Mahkamah Agung (MA) kembali mendapatkan sorotan setelah memberikan keringanan hukuman kepada terpidana korupsi. Namun MA menilai putusan tersebut telah sesuai dengan mekanisme hukum.
Kepala Kamar Pidana Mahkamah Agung Suhadi menegaskan, hakim pengadilan agung yang memeriksa perkara Peninjauan Kembali (PK) terpidana korupsi sudah melakukan sesuai mekanisme hukum.
"Semua hakim melaksanakan tugas berdasarkan hukum. Sudah ada hukum acara yang menuntun mereka untuk menyelesaikan perkara," kata Suhadi di Media Center Mahkamah Agung, Jakarta Pusat, Jumat (5/4).

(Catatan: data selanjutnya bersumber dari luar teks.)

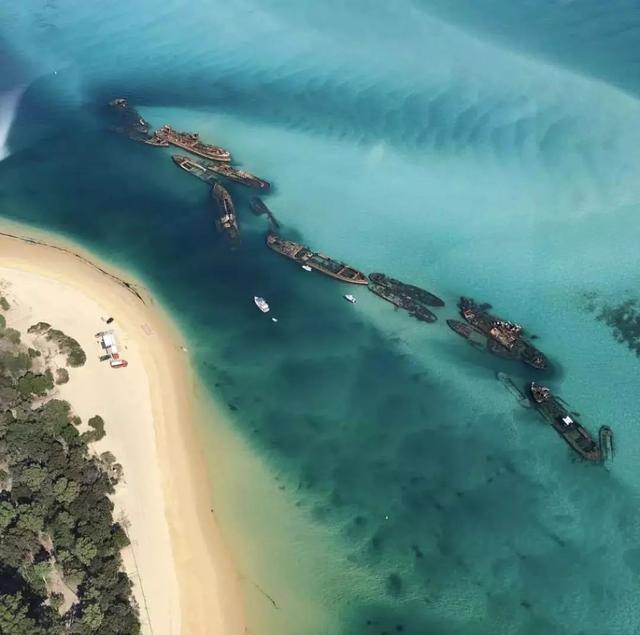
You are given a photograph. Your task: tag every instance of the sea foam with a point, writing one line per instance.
(9, 102)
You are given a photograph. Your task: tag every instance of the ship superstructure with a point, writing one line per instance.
(323, 264)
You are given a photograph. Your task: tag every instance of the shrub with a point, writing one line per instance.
(97, 432)
(62, 376)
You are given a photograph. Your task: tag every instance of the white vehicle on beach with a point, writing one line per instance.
(261, 303)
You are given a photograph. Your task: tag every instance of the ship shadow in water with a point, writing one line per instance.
(359, 429)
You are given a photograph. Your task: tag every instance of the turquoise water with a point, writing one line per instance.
(378, 479)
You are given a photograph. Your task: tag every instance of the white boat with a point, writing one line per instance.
(261, 303)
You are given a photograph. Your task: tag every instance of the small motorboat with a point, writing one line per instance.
(261, 303)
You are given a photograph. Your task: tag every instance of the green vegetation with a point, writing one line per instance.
(66, 344)
(97, 429)
(55, 515)
(62, 376)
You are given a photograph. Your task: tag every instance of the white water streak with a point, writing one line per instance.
(9, 102)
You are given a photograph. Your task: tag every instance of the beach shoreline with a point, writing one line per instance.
(151, 424)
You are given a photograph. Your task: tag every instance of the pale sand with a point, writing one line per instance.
(184, 579)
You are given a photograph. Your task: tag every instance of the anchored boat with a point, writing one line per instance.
(564, 424)
(323, 264)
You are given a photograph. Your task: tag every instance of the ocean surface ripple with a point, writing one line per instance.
(374, 476)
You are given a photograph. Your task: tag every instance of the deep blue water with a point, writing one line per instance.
(474, 152)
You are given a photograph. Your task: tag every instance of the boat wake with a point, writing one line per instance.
(9, 102)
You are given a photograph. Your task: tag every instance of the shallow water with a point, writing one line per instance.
(375, 476)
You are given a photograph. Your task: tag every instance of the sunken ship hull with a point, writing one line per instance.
(226, 222)
(239, 176)
(323, 264)
(405, 296)
(193, 167)
(189, 141)
(576, 436)
(473, 336)
(128, 120)
(505, 339)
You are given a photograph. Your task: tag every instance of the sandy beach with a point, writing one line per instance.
(184, 580)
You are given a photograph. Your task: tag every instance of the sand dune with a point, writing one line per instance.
(184, 580)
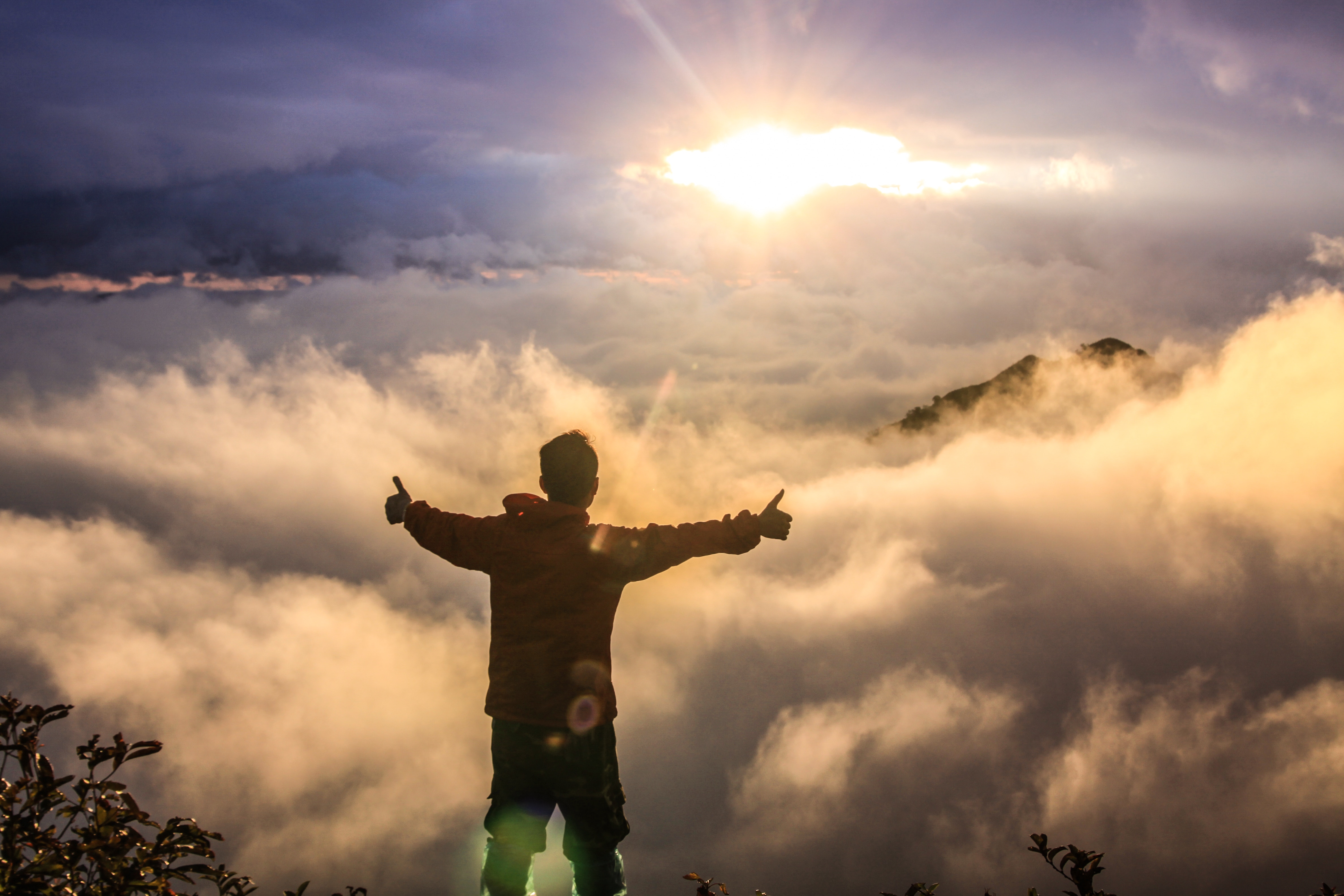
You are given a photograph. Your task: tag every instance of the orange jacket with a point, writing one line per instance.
(555, 581)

Perbedaan pandangan soal perkara lazim terjadi, bahkan ada juga putusan yang tidak sesuai ekspektasi publik. Namun begitu, hakim memiliki indepensi dalam memeriksa perkara.
Dalam mengambil putusan, hakim memiliki pertimbangan hukum. Tidak hanya aspek keadilan, tetapi juga mempertimbangkan asas sosial dan kemanfaatan saat menggunakan kewenangannya.
Sebelumnya, narapidana korupsi ramai-ramai mengajukan peninjauan kembali (PK) ke MA. Upaya hukum luar biasa melalui PK itu bertepatan dengan pensiunnya salah satu hakim MA, Artidjo Alkostar pada 22 Mei 2018.
Indonesia Corruption Watch (ICW) sudah menyoroti langkah koruptor tersebut. ICW khawatir pengajuan PK oleh terpidana korupsi karena rendahnya komitmen hakim terhadap pemberantasan korupsi.
MA sudah menyunat masa hukuman dua teridana korupsi, yakni Andi Zulkarnaen Mallarangeng alias Choel Mallarangeng dan Suroso Atmomartoyo.
Choel Mallarangeng sebelumnya divonis hakim 3,5 tahun penjara. Hakim MA mengabulkan PK sehingga Choel dikurangi masa kurangan menjadi 3 tahun penjara.
Sementara terhadap Suroso Atmomartoyo yang merupakan mantan Direktur Pengolahan PT Pertamina, MA memutuskan Suroso tidak diwajibkan membayar uang pengganti sebesar US$190 ribu. Putusan sebelumnya, Suroso Atmomartoyo divonis tujuh tahun penjara, denda Rp200 juta dan membayar uang pengganti sebesar US$190 ribu.